Many traditional retailers are struggling amid stiff competition from online players such as Amazon.com Inc. and the economic impact of the new coronavirus. So why is Aritzia Inc.’s share price up 31.2 per cent so far this year?
The Canadian women’s apparel retailer and designer has been around since 1984, when it opened its first shop in Vancouver. But the stock has been available to retail investors only since 2016, when Aritzia completed an initial public offering at $16 per share.
The ride hasn’t always been smooth, particularly in the first year of trading. And the shares fell 0.8 per cent Monday, closing at $25.
Nonetheless, the stock has delivered the second-best gains on the S&P/TSX Composite Index in 2020, behind Ballard Power Systems Inc. Aritzia deserves a closer look, especially as the retailer sets its sights on U.S. expansion.
David Ian Gray, principal at DIG360, a national retail advisory firm based in Vancouver, pointed out that part of Aritzia’s success is due to its strong foundation: It avoided the emerging fast-fashion trend, defined by low prices and quick turnover. Instead, it focused on the sizable niche of second-generation young Asian women in Vancouver with money to spend.
“This was the base that carried tremendous word-of-mouth – influencing before the rise of social influencers. More importantly, demand grew from non-Asians and a wider age range as the fashions were versatile enough to look good in professional jobs, as well as socially,” Mr. Gray said in an e-mail.
Aritzia designs its own clothing under a number of brand names, such as Babaton, Wilfred and TNA, underscoring its exclusive offerings. It has also been investing in e-commerce, which the company expects will generate 25 per cent of net sales in fiscal 2021.
The success of this approach was clear in its fiscal third quarter financial results, released last month. Profit increased 6.8 per cent year over year. Net revenue increased 10 per cent. Sales at stores open for at least 56 weeks increased 5.1 per cent, marking 21 consecutive quarters of growth. And the gross profit margin, though down slightly year over year because of currency headwinds and the rising cost of raw materials, was nonetheless impressive at 42.6 per cent.
Not bad for a retailer. And investors are catching on.
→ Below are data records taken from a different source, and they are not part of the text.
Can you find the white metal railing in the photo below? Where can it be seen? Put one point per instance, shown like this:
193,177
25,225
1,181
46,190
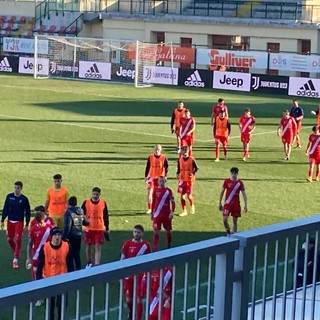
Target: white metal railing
251,275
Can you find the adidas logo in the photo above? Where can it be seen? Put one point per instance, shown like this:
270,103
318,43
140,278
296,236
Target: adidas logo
194,80
5,65
308,90
93,72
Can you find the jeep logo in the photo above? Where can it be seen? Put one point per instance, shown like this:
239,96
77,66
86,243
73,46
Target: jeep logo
231,81
126,73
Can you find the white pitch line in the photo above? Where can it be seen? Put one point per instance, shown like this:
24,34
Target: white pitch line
119,130
256,134
76,92
89,127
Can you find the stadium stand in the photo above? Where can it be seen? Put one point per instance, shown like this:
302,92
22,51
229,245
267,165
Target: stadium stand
267,9
11,25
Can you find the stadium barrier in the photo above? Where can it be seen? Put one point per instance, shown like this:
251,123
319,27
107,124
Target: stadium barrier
190,78
250,275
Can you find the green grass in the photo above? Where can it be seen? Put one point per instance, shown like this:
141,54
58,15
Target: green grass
98,134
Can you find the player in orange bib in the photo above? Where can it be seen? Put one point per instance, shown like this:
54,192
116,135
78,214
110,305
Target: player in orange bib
221,133
39,234
313,152
220,106
175,121
187,127
247,124
232,187
187,168
163,207
57,199
297,113
97,215
157,165
287,130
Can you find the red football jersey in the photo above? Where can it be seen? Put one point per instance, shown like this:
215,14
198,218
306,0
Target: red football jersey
246,123
314,150
161,200
40,234
233,189
132,248
186,126
288,126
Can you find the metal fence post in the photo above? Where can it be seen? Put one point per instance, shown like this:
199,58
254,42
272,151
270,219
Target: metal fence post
223,285
241,281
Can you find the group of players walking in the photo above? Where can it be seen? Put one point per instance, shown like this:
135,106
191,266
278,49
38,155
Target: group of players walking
66,220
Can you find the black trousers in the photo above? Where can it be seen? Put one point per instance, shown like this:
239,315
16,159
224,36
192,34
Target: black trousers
75,243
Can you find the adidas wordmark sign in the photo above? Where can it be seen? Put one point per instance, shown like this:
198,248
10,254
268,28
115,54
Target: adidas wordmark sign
5,65
194,80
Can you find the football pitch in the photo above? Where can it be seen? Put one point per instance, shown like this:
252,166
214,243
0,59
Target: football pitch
100,134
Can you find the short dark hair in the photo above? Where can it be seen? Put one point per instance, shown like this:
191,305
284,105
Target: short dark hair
139,227
39,215
234,170
40,208
312,240
72,201
19,183
96,189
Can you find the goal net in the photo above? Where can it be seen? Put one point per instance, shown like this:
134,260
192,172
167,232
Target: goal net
97,59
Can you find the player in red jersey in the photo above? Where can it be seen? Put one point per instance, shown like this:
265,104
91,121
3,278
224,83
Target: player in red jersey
163,207
313,152
221,133
39,234
297,113
187,127
130,249
317,113
155,298
175,121
247,124
220,106
232,186
287,130
157,165
187,168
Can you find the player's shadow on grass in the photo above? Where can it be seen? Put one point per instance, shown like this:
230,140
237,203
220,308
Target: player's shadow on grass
272,161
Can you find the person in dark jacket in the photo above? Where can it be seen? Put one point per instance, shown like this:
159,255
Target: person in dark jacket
73,221
308,272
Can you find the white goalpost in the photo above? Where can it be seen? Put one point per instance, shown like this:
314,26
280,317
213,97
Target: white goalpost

After Aritzia reported its quarterly results on Jan. 9, the share price jumped 17 per cent in one day.
All eight analysts who follow the stock have buy recommendations. Among them is Mark Petrie at CIBC World Markets, who in January raised his price target (or where he expects the stock will trade within 12 months) to $27 from $23.
Part of the hike rests on the analyst’s belief that the shares will attract a higher valuation. He now expects the shares will trade at 25 times estimated fiscal 2021 earnings, up from 24.
But that’s not cheap. What’s more, the stock trades at 33 times trailing earnings, according to Bloomberg. So why bet on a stock that’s hardly a bargain?
The bullish argument rests on Aritzia’s strong growth prospects – particularly in the United States, where the company currently operates just 27 stores (compared with 67 in Canada) but sees strong demand for its products.
“We are still grossly undersized there compared with our Canadian business,” said chief executive Brian Hill on a conference call with analysts last month.
Though Aritzia has identified 100 suitable locations for stores in major metropolitan areas, the rollout is likely to be slow: Its five-year plan is based on just five to six store openings per year, which is in line with its previous steady pace of expansion.
Its 94 stores in Canada and the U.S. are up from 74 in 2016.
“There is a managed pace to the growth that has enabled the incredible string of positive gains,” Mr. Gray said.
U.S. expansion raises the usual questions about whether a Canadian company can succeed in a more competitive environment. But Aritzia has been in the country for years and has never closed a store, suggesting it has found a receptive market. The stock’s rise this year is a clear bet that the winning streak will continue.